AI Safety Research

Seth Herd

Senior Research Associate, Psychology and Neuroscience

University of Colorado

seth.herd@colorado.edu

Project: Stability of Neuromorphic Motivational Systems

Amount Recommended:    $98,400

Project Summary

We are investigating the safety of possible future advanced AI that uses the same basic approach to motivated behavior as that used by the human brain. Neuroscience has given us a rough blueprint of how the brain directs its behavior based on its innate motivations and its learned goals and values.

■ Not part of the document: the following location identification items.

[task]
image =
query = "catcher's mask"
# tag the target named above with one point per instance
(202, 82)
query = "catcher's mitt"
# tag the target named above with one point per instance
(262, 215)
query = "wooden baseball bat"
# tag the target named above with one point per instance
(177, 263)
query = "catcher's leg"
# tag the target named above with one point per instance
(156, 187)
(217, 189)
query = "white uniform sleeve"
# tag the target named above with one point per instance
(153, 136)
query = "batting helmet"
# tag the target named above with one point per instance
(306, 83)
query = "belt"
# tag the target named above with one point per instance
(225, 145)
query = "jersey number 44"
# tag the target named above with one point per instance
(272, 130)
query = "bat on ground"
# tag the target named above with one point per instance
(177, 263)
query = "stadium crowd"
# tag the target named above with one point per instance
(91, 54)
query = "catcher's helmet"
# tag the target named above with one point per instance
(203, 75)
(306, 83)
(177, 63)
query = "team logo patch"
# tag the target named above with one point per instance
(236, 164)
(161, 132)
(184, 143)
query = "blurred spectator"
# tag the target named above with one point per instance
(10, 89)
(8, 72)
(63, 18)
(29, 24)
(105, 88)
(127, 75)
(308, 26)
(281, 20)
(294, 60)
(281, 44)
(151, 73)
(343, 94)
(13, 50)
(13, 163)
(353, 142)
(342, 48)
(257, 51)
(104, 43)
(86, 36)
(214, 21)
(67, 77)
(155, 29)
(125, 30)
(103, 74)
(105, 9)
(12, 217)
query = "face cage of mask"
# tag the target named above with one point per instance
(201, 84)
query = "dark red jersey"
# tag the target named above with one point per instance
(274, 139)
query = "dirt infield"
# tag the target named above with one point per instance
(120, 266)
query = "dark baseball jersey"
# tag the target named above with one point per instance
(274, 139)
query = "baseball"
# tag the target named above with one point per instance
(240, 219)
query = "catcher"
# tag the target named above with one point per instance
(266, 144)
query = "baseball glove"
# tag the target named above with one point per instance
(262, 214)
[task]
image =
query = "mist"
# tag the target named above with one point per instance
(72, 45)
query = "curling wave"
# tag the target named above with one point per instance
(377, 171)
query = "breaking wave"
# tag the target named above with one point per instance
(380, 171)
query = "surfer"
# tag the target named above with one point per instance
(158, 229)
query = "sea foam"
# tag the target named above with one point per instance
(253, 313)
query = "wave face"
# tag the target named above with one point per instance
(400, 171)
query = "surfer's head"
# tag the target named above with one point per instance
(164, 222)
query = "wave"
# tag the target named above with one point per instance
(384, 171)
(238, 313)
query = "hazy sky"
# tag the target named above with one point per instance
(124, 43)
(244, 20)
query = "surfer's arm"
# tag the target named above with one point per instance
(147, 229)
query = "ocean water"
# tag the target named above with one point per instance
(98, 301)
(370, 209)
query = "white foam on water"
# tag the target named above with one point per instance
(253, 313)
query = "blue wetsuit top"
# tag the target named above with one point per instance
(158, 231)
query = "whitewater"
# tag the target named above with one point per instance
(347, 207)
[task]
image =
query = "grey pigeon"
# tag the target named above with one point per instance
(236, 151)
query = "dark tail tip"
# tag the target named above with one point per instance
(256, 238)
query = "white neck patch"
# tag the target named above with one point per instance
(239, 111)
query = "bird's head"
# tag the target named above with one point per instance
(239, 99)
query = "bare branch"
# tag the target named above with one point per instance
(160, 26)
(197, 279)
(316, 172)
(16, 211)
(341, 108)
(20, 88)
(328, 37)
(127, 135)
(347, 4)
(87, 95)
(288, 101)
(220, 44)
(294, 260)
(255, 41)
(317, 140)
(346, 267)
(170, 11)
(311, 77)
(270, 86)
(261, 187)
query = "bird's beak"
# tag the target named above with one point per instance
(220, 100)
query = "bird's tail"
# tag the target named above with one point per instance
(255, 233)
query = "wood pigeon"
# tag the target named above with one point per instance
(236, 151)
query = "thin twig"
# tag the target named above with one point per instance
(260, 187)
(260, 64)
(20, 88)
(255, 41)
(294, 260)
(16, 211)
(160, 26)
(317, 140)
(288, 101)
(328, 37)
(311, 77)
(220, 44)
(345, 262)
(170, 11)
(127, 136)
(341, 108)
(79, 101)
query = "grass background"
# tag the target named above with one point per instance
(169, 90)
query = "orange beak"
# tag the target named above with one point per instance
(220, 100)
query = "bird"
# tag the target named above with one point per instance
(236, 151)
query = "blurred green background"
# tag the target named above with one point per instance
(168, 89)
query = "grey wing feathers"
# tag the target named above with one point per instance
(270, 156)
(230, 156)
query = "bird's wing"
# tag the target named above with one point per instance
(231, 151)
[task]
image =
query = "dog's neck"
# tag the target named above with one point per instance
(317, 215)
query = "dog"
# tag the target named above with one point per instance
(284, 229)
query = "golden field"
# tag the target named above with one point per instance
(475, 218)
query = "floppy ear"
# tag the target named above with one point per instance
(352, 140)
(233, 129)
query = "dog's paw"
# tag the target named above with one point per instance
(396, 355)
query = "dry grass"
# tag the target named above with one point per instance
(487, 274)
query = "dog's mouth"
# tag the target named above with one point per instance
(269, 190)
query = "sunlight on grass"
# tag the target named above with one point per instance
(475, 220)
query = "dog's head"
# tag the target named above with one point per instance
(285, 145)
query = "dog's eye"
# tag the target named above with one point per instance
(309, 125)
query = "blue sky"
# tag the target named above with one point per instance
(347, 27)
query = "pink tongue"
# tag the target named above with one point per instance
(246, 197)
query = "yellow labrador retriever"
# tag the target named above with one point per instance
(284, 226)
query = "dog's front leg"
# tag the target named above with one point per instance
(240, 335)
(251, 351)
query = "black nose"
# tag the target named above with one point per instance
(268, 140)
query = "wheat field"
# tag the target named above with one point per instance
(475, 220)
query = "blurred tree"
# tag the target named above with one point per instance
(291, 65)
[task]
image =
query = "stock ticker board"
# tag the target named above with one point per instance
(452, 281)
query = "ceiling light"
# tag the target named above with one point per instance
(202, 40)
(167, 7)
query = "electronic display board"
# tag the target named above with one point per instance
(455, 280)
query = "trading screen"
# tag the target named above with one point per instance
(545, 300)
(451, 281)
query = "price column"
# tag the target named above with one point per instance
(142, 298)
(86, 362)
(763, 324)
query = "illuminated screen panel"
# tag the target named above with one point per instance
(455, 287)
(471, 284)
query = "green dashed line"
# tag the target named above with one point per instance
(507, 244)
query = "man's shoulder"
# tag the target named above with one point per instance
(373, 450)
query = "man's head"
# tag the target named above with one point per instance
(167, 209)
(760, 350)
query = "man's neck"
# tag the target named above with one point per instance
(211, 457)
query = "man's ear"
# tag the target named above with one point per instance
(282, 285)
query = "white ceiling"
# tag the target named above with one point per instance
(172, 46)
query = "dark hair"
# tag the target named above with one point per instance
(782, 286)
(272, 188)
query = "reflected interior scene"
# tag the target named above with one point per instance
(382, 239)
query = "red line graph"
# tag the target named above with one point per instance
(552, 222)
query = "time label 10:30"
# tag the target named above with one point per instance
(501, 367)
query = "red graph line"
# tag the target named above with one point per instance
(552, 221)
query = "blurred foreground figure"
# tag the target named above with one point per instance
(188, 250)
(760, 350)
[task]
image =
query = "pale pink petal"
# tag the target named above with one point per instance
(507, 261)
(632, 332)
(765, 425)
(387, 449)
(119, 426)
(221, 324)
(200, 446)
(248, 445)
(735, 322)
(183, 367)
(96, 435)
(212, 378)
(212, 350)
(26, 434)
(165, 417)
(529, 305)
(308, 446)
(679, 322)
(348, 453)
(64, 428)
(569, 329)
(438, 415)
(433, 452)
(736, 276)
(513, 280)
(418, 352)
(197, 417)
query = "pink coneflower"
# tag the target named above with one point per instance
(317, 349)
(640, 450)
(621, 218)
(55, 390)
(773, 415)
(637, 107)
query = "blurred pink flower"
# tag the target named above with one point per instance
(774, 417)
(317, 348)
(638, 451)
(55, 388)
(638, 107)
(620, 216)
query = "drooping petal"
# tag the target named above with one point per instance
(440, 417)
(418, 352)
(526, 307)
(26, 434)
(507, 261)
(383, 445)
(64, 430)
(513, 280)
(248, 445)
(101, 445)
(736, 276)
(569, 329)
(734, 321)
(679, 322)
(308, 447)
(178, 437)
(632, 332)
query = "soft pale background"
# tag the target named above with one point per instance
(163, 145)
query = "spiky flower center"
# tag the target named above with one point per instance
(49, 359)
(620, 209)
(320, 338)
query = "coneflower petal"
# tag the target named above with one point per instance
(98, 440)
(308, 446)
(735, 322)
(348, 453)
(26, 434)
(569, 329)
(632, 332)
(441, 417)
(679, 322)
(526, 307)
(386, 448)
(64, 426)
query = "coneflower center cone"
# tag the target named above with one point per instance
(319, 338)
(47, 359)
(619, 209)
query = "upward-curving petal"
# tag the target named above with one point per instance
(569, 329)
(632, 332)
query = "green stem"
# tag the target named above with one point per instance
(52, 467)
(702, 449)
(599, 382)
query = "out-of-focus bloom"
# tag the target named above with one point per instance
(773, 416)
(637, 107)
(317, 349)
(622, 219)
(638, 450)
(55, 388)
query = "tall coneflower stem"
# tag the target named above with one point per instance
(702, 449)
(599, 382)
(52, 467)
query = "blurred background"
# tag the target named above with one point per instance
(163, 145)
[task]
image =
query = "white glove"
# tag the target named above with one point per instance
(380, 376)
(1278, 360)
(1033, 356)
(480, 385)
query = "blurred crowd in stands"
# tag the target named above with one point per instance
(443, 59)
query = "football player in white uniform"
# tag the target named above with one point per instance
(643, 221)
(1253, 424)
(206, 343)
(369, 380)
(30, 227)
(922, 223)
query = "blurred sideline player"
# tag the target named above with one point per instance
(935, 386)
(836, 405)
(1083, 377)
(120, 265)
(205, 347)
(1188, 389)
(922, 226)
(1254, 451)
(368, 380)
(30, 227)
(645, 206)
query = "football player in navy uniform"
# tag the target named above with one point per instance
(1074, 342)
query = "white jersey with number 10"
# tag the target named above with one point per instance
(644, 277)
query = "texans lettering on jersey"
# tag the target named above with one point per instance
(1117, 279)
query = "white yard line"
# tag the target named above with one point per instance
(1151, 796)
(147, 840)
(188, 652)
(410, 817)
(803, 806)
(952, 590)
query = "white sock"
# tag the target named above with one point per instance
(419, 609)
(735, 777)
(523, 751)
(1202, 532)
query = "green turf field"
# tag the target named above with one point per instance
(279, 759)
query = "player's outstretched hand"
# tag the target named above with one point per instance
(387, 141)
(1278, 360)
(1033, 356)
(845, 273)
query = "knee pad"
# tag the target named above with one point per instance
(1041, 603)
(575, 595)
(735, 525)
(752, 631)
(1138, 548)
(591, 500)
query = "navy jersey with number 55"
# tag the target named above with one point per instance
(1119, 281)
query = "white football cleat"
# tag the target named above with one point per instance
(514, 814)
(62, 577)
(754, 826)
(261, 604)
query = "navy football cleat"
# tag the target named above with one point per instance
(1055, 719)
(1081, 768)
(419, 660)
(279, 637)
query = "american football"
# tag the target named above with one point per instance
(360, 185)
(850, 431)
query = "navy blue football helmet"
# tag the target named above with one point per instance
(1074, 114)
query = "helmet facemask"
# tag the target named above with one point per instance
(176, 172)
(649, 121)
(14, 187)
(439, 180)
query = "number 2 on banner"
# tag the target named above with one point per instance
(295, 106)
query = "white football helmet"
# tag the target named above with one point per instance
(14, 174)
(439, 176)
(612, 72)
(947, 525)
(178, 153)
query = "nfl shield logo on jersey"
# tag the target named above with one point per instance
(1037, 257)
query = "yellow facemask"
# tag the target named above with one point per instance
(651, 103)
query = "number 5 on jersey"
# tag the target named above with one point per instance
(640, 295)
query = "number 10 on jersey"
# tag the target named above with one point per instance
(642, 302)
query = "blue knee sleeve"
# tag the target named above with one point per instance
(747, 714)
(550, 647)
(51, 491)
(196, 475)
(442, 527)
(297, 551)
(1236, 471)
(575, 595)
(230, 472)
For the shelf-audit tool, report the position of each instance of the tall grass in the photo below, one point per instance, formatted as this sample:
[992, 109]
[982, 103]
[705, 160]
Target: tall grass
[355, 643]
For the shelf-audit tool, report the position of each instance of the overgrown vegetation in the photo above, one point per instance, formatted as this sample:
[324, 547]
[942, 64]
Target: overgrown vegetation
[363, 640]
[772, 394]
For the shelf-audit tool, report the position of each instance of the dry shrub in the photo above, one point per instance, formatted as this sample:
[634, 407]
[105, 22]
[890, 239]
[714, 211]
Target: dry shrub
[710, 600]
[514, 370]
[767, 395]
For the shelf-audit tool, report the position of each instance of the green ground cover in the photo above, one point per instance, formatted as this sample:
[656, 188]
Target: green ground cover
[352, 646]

This blueprint may be used to guide advances in artificial intelligence to produce AI that is as intelligent and capable as humans, and soon after, more intelligent. While it is impossible to predict how long this progress might take, it is also impossible to predict how quickly it might happen. Rapidly progress in practical applications is producing rapid increases in funding from commercial and governmental sources. Thus, it seems critical to understand the potential risks of brain-style artificial intelligence before it is actually achieved. We are testing their model of brain-style motivational systems in a highly simplified environment, to investigate how its behavior may change as it learns and becomes more intelligent. While our system is not capable of performing useful tasks, it serves to investigate the stability of such systems when they are integrated with powerful learning systems currently being developed and deployed.

Technical Abstract

We apply a neural network model of human motivated decision-making to an investigation of the risks involved in creating artificial intelligence with a brain-style motivational system. This model uses relatively simple principles to produce complex, goal-directed behavior. Because of the potential utility of such a system, we believe that this approach may see common adoption, and has significant risks. Such a system could provide the motivational core of efforts to create artificial general intelligence (AGI). Such a system has the advantage of leveraging the wealth of knowledge already available and rapidly accumulating on the neuroscience of mammalian motivation and self-directed learning. We employ this model, and non-biological variations on it, to investigate the risks of employing such systems in combination with powerful learning mechanisms that are currently being developed. We investigate the issues of motivational and representational drift. Motivational drift captures how a system will change the motivations it is initially given and trained on. Representational drift refers to the possibility that sensory and conceptual representations will change over the course of training. We investigate whether learning in these systems can be used to produce a system that remains stable and safe for humans as it develops greater intelligence.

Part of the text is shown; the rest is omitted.